Vampire 500 provides the equivalent of MC68070 (extra instructions), is
64-bit, runs at 234 MHz, has HDMI output, 128 MB of RAM, and AGA (and will
sport SAGA soon, via firmware update directly from AmigaDOS). Additionally, it
has an IDE controller and supports SDHC. Probably the most fascinating but
obscure feature is the core's capability of executing 64-bit instructions from
any processor simultaneously, intermixed into the instruction decoder stream:
PPC and intel are currently supported, in addition to new 64-bit MC68000 and
SIMD instructions.

[https://www.youtube.com/watch?v=tNjuulAWntc](https://www.youtube.com/watch?v=tNjuulAWntc)

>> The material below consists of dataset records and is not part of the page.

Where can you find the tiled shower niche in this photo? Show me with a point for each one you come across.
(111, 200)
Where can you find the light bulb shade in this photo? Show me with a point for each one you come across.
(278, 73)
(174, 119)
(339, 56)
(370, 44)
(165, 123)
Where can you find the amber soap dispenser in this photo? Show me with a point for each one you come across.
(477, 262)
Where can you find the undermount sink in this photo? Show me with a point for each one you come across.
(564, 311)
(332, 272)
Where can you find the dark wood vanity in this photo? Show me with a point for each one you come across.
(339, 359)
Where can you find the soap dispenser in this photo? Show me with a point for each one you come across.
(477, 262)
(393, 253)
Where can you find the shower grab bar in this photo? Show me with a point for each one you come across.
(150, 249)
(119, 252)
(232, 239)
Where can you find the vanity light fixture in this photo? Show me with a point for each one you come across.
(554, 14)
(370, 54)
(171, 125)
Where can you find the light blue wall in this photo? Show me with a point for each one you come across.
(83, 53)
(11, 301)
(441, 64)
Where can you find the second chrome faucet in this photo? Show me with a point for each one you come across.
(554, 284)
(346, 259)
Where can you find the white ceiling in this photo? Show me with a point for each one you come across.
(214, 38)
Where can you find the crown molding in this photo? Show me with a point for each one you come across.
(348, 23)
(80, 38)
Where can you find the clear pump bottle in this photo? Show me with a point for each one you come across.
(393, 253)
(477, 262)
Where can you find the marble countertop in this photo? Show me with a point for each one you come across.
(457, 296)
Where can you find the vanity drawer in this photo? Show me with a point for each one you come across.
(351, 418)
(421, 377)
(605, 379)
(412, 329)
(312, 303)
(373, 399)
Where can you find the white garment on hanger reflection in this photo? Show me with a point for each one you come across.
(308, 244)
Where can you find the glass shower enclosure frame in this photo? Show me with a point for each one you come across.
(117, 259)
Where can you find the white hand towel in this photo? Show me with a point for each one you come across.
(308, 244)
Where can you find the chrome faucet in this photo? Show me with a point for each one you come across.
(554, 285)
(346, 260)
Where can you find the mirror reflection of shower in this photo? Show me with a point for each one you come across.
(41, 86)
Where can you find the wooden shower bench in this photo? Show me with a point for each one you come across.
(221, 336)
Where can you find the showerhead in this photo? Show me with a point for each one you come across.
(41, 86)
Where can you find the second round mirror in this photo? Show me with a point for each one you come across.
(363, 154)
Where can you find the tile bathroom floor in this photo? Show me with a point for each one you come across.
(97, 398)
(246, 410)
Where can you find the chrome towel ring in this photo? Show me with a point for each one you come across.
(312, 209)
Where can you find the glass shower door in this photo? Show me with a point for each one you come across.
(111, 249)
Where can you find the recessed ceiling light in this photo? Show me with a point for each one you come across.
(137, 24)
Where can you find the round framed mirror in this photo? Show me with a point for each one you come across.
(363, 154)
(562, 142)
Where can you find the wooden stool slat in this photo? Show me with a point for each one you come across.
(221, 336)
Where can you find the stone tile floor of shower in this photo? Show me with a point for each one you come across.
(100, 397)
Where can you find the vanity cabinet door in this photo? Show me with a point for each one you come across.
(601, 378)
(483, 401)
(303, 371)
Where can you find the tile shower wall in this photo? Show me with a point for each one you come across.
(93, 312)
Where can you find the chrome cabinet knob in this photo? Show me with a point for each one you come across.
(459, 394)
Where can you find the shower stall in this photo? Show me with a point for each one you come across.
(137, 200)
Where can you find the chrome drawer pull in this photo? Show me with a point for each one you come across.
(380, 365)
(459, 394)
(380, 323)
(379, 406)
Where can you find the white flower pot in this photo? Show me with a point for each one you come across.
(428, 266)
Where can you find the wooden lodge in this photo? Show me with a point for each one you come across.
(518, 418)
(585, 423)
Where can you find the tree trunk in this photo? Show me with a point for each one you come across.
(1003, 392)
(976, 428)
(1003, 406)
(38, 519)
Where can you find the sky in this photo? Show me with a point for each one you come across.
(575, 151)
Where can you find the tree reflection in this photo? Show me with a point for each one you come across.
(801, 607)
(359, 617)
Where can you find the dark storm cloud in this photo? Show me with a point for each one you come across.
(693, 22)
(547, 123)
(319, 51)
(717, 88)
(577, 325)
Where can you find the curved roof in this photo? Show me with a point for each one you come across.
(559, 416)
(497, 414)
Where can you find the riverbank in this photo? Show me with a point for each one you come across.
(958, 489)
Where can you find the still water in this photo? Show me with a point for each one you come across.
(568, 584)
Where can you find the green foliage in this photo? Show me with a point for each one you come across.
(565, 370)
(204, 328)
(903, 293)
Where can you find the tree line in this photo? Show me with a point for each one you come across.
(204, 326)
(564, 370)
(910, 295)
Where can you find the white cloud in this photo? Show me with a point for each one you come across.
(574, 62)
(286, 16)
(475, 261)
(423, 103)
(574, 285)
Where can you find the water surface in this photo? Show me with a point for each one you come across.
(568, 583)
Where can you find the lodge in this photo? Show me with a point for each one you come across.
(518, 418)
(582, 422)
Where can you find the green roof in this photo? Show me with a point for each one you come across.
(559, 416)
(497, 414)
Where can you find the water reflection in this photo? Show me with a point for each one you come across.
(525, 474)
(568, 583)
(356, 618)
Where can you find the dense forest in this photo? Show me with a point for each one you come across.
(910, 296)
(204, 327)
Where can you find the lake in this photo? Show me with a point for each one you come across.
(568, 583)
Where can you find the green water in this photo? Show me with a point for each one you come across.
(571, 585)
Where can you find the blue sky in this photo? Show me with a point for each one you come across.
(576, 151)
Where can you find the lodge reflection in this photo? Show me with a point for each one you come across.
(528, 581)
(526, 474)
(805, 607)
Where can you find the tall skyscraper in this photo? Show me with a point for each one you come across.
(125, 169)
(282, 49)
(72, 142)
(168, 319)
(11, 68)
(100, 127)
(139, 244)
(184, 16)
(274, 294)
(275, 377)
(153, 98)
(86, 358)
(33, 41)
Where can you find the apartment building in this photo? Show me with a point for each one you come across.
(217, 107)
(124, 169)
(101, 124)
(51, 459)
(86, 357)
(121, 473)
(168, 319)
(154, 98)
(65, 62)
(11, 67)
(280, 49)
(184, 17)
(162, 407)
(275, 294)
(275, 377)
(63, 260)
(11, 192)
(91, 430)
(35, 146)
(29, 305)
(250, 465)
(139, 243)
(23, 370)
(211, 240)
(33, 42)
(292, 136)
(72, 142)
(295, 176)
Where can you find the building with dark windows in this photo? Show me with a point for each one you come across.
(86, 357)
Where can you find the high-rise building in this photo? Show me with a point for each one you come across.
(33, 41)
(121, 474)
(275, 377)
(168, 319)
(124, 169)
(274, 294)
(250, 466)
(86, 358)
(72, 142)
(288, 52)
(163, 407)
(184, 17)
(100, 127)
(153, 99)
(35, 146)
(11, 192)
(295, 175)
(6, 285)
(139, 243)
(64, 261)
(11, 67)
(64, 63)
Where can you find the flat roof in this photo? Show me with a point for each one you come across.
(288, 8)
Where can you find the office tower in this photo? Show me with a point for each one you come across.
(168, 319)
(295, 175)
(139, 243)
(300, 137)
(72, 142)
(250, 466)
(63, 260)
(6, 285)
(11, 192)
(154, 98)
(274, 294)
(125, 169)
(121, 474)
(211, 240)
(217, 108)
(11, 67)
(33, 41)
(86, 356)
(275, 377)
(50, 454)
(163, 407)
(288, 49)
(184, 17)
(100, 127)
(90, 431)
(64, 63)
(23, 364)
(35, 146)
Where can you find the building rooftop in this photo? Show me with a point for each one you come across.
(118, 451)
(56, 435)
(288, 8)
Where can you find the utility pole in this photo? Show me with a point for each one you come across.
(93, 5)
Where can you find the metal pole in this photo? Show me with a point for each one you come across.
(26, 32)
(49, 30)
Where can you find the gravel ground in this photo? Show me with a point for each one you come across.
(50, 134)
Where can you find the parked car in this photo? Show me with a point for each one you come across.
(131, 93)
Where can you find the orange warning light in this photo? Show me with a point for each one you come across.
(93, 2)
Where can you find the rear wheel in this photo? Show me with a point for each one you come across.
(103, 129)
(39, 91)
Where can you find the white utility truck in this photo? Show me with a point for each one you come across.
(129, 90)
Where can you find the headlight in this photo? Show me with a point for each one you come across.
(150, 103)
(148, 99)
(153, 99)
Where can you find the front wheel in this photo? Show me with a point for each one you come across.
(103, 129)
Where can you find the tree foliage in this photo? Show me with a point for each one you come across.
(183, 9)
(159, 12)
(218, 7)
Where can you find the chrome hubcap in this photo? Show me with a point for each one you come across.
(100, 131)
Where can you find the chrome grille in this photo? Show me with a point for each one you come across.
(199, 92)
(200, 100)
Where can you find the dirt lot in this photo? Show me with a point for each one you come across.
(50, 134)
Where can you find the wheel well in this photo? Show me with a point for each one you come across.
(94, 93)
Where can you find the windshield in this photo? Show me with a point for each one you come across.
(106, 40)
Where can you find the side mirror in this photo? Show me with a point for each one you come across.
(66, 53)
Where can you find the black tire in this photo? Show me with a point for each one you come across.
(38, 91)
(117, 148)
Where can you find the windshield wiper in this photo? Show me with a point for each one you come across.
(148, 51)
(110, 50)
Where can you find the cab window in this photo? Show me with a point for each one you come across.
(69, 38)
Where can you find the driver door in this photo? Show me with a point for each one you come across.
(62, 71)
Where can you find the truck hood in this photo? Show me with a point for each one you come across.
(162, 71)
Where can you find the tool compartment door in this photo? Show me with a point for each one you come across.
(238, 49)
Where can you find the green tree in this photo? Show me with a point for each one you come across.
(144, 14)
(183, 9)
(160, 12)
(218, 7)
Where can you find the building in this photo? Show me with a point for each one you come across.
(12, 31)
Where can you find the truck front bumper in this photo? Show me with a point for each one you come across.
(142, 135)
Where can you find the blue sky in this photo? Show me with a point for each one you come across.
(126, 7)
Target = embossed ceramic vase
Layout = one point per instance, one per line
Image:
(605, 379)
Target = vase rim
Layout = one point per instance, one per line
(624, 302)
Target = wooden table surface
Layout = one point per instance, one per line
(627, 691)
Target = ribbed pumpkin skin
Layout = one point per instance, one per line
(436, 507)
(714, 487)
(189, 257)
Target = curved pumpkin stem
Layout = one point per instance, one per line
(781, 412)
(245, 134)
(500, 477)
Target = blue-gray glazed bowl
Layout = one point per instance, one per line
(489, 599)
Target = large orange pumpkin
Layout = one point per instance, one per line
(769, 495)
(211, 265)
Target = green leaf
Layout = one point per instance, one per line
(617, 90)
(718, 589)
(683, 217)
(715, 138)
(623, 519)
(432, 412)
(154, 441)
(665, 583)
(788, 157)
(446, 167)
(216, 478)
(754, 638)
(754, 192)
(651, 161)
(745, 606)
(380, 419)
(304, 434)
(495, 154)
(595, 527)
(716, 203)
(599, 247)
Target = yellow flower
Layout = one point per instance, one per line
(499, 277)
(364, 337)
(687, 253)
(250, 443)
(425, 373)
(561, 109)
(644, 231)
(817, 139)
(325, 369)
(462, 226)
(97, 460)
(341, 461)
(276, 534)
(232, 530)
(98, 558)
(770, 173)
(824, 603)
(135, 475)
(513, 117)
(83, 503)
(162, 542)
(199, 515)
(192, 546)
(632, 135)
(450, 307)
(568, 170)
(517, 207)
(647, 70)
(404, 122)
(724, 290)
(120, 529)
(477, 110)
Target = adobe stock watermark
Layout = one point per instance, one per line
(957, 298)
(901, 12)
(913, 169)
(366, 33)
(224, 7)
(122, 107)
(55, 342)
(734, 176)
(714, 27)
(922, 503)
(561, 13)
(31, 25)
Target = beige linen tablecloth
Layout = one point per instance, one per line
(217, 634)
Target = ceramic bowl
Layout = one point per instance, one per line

[http://m.youtube.com/watch?v=9ncJs87hDkg](http://m.youtube.com/watch?v=9ncJs87hDkg)

[http://m.youtube.com/watch?v=tNjuulAWntc](http://m.youtube.com/watch?v=tNjuulAWntc)

[http://www.amigablogs.net/feed/2016/12/vampire-500-v2-part-2](http://www.amigablogs.net/feed/2016/12/vampire-500-v2-part-2)

ACA500+ had been unavailable for too long, and now the train has left the
station. Who is going to get a MC68010 at 14 MHz when they can have a SIMD,
64-bit MC68070 at 234 plus Super AGA on their A500?